I think we have to look at that in its context. He was supposing this as a method of personal inquiry for impermanence.
The Buddha is just asking us to look and see “at this one time, I was feeling pain, but at the other time, I was feeling pleasure, there was no pain at that time, so clearly my feelings completely transform from one thing to another, so they are impermanent, and not worth holding on to.”
What immediately follows the quote about feelings is this:
Pleasant, painful, and neutral feelings are impermanent, conditioned, dependently originated, liable to end, vanish, fade away, and cease.
Seeing this, a learned noble disciple grows disillusioned with pleasant, painful, and neutral feelings. Being disillusioned, desire fades away. When desire fades away they’re freed. When they’re freed, they know they’re freed.
I believe this is the extent of the purpose of him mentioning this principle, it isn’t to lay out a universal, philosophical principle that makes sense in every context. This is also typical of the MN suttas which tend to dive a little further than most know into specific topics.
Even The Buddha said that he does this in MN59:5.2
Ānanda, the explanation by the mendicant Udāyī, which the chamberlain Pañcakaṅga didn’t agree with, was quite correct. But the explanation by Pañcakaṅga, which Udāyī didn’t agree with, was also quite correct. In one explanation I’ve spoken of two feelings. In another explanation I’ve spoken of three feelings, or five, six, eighteen, thirty-six, or a hundred and eight feelings. I’ve explained the teaching in all these different ways.

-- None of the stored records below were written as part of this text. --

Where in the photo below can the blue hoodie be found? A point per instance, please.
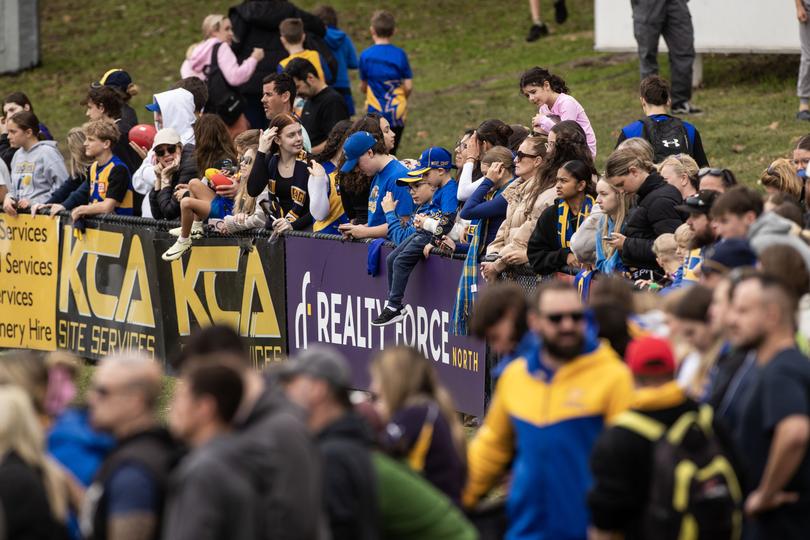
(345, 53)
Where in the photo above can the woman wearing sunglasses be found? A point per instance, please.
(174, 167)
(526, 199)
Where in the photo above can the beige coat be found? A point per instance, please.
(513, 234)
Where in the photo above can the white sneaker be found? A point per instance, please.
(177, 249)
(197, 230)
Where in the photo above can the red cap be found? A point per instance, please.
(650, 355)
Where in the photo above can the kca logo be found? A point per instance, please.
(207, 262)
(121, 307)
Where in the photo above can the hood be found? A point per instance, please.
(200, 56)
(335, 38)
(177, 109)
(348, 426)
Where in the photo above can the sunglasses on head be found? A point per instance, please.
(163, 150)
(557, 318)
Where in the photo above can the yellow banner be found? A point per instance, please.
(29, 252)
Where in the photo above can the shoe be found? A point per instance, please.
(685, 108)
(388, 316)
(197, 230)
(177, 250)
(536, 32)
(560, 11)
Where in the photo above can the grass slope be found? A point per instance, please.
(466, 58)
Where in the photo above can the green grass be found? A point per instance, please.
(466, 58)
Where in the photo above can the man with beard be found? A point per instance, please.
(698, 207)
(774, 427)
(546, 413)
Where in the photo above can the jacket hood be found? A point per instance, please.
(200, 56)
(177, 110)
(335, 37)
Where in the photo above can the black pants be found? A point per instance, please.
(672, 20)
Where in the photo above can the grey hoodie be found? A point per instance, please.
(770, 229)
(36, 172)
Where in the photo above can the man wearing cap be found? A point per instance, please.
(434, 191)
(364, 152)
(698, 207)
(622, 459)
(318, 380)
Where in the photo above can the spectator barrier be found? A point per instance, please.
(106, 290)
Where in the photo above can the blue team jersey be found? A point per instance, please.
(383, 182)
(384, 68)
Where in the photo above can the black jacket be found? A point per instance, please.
(654, 215)
(255, 24)
(349, 480)
(622, 467)
(163, 203)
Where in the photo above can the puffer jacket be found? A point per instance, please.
(514, 233)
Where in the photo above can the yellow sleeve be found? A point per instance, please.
(491, 449)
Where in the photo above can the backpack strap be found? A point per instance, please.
(640, 424)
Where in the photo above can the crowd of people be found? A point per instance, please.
(655, 385)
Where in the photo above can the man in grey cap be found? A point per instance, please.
(319, 380)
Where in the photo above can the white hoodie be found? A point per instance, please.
(177, 110)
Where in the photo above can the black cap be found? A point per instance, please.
(701, 202)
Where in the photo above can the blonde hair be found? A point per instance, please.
(407, 378)
(782, 176)
(78, 161)
(682, 164)
(21, 433)
(641, 147)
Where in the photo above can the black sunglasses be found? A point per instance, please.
(161, 151)
(557, 318)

Let’s use this model and say feelings can happen at the same time in all the ways people in this thread have cited. When they change altogether from both tasting cake and shame to spiritual pleasure and back pain, clearly feelings are still impermanent. When you focus on one part of your vision, but the peripheral areas are still sensing, both these areas are still subject to impermanence, which is within the bounds of the main point of the original quote. What really matters is whether you hold on to feelings, believing that they will last. Finding technical logical contradictions whether philosophically or in meditation experience is drawing away from the point, which you could see as a small reflection or explanation that he made for the sake of helping the audience see the direction of the path to awakening.